Fatma Karahasanoğlu


ÇOCUKLUĞUMDA HATIRAMDA KALANLAR

İlkokul dördüncü sınıfa gidiyordum. Aynı mahallede oturduğum arkadaşım her sabah evimizin önünde buluşur, birlikte okula giderdik.


    ÇOCUKLUĞUMDA HATIRAMDA KALANLAR

 

                             İlkokul dördüncü sınıfa gidiyordum. Aynı mahallede oturduğum arkadaşım her sabah evimizin önünde buluşur, birlikte okula giderdik. 

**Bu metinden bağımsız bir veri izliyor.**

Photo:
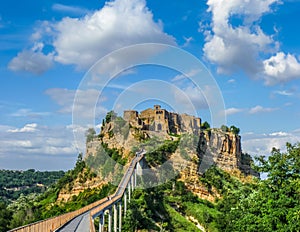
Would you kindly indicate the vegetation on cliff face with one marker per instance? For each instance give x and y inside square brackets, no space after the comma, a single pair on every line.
[272,204]
[34,207]
[15,183]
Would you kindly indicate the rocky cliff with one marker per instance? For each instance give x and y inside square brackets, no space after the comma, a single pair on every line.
[212,147]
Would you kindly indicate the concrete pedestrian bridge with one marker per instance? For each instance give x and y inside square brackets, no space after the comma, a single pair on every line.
[110,209]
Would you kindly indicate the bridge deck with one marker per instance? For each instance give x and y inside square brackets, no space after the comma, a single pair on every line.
[81,223]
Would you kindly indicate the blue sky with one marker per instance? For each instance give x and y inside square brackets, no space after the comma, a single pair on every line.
[251,48]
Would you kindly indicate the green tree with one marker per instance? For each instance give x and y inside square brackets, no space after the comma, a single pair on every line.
[5,217]
[110,116]
[205,125]
[271,205]
[224,128]
[235,130]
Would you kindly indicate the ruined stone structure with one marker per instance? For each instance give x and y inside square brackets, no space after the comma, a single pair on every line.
[160,120]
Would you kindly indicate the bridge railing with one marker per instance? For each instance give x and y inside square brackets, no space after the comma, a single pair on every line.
[51,224]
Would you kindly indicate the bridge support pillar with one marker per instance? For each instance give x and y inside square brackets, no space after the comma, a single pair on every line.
[120,216]
[132,182]
[101,222]
[129,190]
[134,177]
[115,217]
[109,219]
[125,203]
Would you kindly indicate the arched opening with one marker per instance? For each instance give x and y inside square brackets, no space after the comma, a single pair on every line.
[159,127]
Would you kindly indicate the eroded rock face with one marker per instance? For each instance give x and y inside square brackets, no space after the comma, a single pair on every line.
[220,149]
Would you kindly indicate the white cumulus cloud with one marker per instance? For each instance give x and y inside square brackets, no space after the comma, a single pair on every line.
[82,41]
[233,110]
[31,127]
[260,109]
[262,144]
[33,60]
[234,47]
[281,68]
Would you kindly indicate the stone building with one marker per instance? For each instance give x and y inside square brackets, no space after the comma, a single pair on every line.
[160,120]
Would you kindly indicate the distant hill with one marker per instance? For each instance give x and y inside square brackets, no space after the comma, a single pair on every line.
[13,183]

Arkadaşımın  iki kız kardeşi ve amcasının kızı da bizimle okula gelirdi. Her üçü de, bizden küçüktü. 

                             Bir sabah okula giderken, yolun kenarında can çekişen bir eşek dikkatimizi çekti. 

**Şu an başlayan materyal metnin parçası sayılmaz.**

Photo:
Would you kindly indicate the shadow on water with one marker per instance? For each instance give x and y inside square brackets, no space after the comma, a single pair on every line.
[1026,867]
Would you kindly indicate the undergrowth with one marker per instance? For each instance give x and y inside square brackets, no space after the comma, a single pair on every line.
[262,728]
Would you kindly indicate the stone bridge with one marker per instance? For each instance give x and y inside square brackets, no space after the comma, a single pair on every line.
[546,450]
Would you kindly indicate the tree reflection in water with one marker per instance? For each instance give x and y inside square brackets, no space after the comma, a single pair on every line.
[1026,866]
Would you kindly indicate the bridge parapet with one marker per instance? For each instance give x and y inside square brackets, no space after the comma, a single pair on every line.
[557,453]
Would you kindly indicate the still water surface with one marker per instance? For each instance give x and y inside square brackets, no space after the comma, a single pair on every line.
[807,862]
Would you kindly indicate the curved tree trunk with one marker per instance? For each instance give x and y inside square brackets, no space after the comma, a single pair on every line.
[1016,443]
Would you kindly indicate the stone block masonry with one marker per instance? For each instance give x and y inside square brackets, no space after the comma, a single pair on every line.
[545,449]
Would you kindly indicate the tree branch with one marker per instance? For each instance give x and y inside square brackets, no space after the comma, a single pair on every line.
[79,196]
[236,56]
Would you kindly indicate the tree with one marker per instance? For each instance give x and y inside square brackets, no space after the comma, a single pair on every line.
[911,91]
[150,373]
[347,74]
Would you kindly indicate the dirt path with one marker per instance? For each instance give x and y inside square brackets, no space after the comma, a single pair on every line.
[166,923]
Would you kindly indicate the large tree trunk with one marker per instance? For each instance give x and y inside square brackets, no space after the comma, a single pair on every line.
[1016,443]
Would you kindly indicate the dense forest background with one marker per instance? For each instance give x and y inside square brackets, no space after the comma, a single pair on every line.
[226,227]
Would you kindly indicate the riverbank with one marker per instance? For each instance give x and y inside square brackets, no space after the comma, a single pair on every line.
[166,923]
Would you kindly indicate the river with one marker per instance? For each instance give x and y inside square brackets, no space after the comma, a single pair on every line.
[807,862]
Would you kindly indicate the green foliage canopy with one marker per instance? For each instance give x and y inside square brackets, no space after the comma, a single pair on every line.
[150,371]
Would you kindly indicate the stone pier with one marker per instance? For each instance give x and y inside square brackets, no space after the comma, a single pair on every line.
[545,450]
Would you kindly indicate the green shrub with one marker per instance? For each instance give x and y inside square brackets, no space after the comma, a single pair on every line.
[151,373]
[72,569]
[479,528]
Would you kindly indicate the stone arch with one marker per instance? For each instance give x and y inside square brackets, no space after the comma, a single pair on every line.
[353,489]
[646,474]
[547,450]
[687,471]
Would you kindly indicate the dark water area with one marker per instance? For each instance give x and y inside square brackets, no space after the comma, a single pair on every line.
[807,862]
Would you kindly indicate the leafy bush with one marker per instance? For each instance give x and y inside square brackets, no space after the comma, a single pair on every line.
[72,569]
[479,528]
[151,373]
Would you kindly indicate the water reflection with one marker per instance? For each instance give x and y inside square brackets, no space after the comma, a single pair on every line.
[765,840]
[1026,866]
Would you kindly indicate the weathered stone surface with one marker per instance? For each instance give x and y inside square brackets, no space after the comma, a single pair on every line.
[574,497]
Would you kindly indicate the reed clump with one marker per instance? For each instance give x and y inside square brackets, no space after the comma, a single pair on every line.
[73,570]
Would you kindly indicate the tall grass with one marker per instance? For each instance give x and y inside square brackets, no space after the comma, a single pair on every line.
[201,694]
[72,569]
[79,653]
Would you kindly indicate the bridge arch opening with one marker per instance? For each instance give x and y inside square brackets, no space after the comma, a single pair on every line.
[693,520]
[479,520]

Ben ve arkadaşım eşeğin yanına kadar sokulduk. Eşek ölmemişti. Zor nefes alıyordu. Göz kapakları yarıya kapanmıştı. 

Benim aklıma gelen fikir, arkadaşımın aklına da gelmiş olacak ki, ilkokul birinci sınıfa giden arkadaşımın amcasının kızını, iki kolundan tuttuk. Bu arada gözlerini de kapattık. Çoraplarını çıkartıp, eşeğin üzerine koyduk. Sonra gözlerini açtık. 

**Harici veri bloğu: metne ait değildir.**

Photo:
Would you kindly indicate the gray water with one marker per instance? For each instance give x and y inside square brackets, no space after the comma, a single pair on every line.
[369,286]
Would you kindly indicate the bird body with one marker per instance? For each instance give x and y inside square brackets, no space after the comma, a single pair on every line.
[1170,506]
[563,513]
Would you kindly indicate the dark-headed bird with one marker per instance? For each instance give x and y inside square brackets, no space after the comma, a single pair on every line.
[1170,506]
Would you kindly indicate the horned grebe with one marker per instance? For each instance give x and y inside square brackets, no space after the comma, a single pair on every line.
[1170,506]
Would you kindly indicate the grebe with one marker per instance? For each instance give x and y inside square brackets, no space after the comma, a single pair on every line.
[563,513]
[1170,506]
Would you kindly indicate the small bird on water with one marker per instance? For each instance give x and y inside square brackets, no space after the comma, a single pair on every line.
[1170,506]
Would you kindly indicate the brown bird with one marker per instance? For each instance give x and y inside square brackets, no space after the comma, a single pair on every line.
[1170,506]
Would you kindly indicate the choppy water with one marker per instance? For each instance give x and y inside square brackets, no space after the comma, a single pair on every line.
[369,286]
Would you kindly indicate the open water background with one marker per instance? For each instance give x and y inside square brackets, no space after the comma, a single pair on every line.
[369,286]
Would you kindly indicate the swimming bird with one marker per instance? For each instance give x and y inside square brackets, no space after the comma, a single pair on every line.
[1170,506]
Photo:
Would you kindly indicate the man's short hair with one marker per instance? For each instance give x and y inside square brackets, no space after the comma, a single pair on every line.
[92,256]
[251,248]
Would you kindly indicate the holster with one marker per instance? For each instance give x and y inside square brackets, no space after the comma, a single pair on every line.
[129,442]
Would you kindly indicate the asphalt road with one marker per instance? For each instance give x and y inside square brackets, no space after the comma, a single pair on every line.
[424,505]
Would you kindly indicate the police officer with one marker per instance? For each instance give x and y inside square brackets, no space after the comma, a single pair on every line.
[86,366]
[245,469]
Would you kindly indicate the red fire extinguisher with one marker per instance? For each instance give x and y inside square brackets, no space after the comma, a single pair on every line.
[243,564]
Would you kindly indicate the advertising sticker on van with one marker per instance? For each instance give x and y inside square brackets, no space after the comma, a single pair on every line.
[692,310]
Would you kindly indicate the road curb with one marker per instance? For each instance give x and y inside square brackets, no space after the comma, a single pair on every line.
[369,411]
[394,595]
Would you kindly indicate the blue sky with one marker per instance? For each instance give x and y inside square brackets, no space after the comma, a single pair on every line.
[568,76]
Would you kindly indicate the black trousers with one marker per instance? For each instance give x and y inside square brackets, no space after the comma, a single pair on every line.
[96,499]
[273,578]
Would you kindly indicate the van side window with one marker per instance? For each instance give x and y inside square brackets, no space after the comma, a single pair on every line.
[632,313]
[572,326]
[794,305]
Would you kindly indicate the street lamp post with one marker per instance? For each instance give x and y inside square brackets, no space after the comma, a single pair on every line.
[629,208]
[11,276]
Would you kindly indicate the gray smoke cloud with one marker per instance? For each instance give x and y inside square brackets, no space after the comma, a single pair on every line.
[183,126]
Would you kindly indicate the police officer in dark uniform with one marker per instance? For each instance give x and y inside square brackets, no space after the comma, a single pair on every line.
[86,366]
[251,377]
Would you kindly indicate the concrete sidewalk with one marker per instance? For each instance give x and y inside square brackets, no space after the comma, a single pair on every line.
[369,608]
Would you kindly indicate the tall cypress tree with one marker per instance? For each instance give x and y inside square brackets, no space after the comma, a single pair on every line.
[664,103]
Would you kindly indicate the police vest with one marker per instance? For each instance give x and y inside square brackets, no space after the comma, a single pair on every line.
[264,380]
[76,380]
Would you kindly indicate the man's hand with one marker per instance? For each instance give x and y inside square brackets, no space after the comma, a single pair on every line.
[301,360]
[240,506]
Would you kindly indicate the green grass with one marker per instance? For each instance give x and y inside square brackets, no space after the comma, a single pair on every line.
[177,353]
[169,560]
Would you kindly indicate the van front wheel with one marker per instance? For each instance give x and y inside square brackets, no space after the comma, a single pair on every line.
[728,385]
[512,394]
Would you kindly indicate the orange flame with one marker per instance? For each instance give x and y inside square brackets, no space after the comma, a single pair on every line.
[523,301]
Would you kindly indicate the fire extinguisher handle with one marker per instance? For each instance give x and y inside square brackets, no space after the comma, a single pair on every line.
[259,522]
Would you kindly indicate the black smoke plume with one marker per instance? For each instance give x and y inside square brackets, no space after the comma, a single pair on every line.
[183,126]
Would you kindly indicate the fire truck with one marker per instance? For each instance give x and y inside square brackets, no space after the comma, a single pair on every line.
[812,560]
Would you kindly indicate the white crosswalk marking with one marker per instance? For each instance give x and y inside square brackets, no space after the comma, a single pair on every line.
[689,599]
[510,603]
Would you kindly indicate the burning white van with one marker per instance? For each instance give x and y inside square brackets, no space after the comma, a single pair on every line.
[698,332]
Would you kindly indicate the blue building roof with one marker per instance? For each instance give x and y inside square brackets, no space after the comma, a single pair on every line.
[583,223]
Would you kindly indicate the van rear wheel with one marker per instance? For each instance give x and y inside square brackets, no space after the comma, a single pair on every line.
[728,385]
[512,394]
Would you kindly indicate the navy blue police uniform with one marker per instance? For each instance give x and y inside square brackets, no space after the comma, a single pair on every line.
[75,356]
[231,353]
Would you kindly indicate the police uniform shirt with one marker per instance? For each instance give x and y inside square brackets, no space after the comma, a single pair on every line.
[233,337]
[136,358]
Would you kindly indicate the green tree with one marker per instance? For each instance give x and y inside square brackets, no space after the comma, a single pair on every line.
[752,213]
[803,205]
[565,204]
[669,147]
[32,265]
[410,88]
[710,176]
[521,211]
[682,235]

Kız, öteye beriye bakındı. Korkudan bembeyaz oldu. Gözlerinden yaşlar akmaya başladı. Ben ve arkadaşım katıla katıla gülüyorduk.  Kızın korkması hoşumuza gidiyordu. Kız ağlıyor, biz gülüyorduk.  

Bu sahne yirmi, yirmi beş dakika sürdü. Hiç bir şey olmamış gibi kızı, eşeğin üzerinden aldık. Çorap ve ayakkabılarını giymesine yardım ettikten sonra tekrar okul yoluna düştük.

Bu arada kızı, kimseye bir şey anlatmaması için iyice tembihledik. Bu eylem, birkaç ay devam etti. Eşek tamamen ölene kadar. 

Bir sabah, okul yolunda eşeği yattığı yerde bulamadık. Biz üzüldük, kız sevindi. Kızın korkudan o yüzünü hala hatırlarım. Düşündükçe için için gülerim. 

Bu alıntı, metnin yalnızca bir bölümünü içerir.